Having barely raised the question I would make one point about part of the solution. Bright young Catholics who will be entering different fields of intellectual work must see the necessity of, to borrow from the title of an Etienne Gilson essay, putting their “intelligence in the service of Christ the King”. Gilson anticipated by some years Vatican II’s discussion of the laity’s sharing in the royal power of Christ. The laity, said the council in Lumen Gentium (No. 36), have a principal role in the ordering of the whole of creation to God, by means of their competent secular activity, impregnating culture and human work with Christian ideals.

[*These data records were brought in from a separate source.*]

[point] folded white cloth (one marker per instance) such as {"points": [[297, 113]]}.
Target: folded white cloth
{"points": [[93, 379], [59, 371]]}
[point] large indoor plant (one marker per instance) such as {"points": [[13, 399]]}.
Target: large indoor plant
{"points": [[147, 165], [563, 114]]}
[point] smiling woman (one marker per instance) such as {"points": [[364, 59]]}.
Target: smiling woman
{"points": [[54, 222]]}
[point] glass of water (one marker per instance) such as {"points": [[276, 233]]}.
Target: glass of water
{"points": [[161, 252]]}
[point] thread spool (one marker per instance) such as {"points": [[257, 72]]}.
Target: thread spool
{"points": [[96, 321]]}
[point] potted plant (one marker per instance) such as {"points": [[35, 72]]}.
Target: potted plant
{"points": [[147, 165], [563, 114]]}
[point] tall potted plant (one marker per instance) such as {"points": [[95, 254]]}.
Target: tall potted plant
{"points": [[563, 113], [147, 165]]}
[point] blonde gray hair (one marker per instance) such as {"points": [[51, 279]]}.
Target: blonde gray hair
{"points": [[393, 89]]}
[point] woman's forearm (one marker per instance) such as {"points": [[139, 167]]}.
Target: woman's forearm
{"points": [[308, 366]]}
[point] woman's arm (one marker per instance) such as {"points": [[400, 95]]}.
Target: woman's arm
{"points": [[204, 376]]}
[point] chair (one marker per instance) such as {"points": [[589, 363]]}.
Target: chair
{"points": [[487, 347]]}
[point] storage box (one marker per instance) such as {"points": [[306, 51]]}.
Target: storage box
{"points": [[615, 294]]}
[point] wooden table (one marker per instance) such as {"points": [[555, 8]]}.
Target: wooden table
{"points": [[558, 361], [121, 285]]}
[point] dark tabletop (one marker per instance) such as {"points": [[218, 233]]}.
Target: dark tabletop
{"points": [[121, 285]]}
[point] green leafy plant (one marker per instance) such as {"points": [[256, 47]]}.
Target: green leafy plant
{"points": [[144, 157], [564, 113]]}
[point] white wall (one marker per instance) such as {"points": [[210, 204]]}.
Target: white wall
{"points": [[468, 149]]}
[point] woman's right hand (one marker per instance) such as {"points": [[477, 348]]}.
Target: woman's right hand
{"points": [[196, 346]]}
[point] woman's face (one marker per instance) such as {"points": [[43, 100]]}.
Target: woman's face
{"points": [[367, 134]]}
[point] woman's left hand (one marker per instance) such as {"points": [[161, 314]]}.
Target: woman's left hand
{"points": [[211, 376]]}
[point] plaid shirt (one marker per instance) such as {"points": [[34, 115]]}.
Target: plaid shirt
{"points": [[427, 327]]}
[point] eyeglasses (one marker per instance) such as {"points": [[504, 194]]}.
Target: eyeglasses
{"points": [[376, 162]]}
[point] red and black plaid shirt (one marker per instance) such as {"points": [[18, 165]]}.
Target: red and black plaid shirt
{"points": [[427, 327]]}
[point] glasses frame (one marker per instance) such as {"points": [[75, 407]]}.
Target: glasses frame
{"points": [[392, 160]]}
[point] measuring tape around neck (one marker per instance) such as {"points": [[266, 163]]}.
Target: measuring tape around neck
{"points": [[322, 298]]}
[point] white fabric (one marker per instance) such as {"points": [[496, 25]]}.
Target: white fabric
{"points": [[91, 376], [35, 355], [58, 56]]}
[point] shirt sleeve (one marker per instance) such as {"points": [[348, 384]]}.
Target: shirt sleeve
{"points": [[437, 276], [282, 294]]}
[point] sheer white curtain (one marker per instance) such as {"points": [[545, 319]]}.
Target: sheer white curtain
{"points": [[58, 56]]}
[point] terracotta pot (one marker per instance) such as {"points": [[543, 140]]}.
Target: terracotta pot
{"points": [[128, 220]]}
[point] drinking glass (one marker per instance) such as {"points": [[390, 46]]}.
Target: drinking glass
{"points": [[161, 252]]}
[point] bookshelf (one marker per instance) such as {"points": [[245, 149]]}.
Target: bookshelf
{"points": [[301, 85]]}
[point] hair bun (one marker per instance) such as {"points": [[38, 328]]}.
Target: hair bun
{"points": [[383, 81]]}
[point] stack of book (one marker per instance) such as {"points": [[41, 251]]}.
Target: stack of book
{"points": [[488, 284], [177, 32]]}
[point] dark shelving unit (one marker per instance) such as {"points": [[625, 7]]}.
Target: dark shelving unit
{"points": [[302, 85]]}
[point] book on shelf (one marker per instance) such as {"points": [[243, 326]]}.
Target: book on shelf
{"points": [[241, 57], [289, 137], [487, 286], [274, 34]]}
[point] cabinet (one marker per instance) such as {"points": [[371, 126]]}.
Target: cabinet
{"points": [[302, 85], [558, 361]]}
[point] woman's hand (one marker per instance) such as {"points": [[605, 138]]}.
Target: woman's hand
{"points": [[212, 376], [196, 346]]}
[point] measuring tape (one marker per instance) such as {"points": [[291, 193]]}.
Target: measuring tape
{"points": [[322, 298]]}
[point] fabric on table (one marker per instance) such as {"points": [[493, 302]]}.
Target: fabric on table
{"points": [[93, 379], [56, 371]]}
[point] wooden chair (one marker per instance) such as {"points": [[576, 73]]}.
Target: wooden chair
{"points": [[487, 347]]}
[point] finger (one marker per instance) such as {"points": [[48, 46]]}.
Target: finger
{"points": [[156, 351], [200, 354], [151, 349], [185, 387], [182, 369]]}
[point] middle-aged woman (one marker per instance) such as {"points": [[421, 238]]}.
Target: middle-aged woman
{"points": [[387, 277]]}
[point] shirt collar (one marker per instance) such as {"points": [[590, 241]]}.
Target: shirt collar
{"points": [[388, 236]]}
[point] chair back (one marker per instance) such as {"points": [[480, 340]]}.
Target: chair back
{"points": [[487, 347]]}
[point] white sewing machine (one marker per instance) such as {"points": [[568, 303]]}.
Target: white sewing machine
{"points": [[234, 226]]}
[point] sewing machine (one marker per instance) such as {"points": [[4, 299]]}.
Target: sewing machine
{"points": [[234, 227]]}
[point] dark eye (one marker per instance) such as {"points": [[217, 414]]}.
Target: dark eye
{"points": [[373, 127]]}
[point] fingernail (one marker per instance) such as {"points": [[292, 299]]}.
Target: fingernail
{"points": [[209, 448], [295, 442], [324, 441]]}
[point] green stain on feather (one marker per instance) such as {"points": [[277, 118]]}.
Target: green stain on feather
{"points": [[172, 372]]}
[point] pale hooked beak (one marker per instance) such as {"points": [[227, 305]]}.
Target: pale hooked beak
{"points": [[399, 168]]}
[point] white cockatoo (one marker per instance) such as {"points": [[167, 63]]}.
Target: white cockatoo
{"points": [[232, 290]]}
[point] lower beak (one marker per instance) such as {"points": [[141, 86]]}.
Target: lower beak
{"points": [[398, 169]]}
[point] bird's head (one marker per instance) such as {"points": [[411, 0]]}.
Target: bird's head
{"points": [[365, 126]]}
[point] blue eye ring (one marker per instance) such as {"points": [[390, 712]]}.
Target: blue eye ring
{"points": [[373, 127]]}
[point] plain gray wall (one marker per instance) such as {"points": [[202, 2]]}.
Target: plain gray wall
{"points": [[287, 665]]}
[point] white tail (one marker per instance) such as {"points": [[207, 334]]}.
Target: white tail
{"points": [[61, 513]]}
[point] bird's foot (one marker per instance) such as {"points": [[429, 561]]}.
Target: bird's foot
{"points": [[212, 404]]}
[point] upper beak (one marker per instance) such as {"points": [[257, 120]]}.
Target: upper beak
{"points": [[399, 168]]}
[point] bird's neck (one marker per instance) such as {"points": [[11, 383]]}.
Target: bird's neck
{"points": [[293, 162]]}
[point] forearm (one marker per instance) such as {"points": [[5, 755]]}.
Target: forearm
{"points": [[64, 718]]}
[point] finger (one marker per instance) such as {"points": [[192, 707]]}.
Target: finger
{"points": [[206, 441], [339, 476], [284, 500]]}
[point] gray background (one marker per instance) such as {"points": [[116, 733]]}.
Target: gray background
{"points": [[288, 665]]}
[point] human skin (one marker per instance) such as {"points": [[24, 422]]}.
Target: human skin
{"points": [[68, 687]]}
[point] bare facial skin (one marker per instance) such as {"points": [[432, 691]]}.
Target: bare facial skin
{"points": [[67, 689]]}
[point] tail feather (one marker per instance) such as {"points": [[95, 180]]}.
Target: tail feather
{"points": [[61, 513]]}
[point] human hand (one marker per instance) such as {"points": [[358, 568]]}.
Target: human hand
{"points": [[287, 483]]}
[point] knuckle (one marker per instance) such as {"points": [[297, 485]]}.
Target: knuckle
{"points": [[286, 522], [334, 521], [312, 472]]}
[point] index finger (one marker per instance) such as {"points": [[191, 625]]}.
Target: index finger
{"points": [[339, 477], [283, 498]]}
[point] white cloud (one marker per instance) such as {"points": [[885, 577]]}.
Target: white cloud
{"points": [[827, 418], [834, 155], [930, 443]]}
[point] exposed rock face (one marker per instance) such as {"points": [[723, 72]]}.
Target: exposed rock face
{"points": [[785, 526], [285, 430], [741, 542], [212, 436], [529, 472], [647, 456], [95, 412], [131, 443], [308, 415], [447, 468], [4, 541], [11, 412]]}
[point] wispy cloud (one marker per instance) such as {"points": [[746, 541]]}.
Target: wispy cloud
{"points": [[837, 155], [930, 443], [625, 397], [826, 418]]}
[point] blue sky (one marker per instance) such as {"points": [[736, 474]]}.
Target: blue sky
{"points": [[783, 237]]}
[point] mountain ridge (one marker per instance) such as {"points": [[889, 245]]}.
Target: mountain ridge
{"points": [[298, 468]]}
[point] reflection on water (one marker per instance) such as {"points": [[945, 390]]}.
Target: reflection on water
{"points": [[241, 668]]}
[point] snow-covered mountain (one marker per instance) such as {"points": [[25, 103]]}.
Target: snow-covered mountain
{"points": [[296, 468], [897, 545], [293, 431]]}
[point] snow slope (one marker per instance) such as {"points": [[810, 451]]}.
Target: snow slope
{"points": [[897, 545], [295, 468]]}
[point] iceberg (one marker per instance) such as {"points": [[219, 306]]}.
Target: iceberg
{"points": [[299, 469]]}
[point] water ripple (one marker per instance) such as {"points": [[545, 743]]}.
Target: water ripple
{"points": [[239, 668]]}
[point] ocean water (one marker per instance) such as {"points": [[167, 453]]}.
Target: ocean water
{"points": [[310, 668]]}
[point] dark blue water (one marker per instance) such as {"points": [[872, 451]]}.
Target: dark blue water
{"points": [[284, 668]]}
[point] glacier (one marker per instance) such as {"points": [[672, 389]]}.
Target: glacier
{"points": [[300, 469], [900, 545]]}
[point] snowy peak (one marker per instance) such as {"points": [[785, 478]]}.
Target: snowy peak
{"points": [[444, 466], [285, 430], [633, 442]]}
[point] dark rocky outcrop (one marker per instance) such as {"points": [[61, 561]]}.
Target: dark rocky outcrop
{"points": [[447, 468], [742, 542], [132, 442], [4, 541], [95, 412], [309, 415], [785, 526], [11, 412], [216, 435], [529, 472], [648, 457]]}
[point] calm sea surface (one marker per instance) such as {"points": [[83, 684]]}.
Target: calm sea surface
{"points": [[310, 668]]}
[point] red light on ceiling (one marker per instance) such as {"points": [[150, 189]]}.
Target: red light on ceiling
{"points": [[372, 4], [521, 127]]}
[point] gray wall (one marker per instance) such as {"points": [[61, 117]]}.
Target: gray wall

While some Catholics in media work will get involved in specifically “Catholic” activities, the vast majority, I think, will — and should — be ordinary people who work extraordinarily hard and well on the same secular projects as others they work with. They will bring their spiritual ideals to bear on their work without necessarily trumpeting them publicly (though they may very well have to speak up at times). Their personal prestige — based on secular competence — and their friendships with their colleagues may be a more silent but more effective means of influencing the world in which they work. Perhaps one reason for the state of the media — and many other institutions — today is that there have not been enough Catholics who see the supernatural and apostolic dimensions of ordinary work and the need to achieve human excellence as one condition for greater supernatural apostolic efficacy.
Intelligent young Catholics must be encouraged to enter media work, and to stand out in their work as much by their secular competence as by their spiritual ideals. This will not necessarily guarantee short-term success (nothing does), but it will not be without its effect, both now and in the long-run. The world and America need people who will pursue “social justice” not just in material goods but in ideas and culture — not just in Appalachia and Bangladesh, but in those other centers of poverty, such as Hollywood.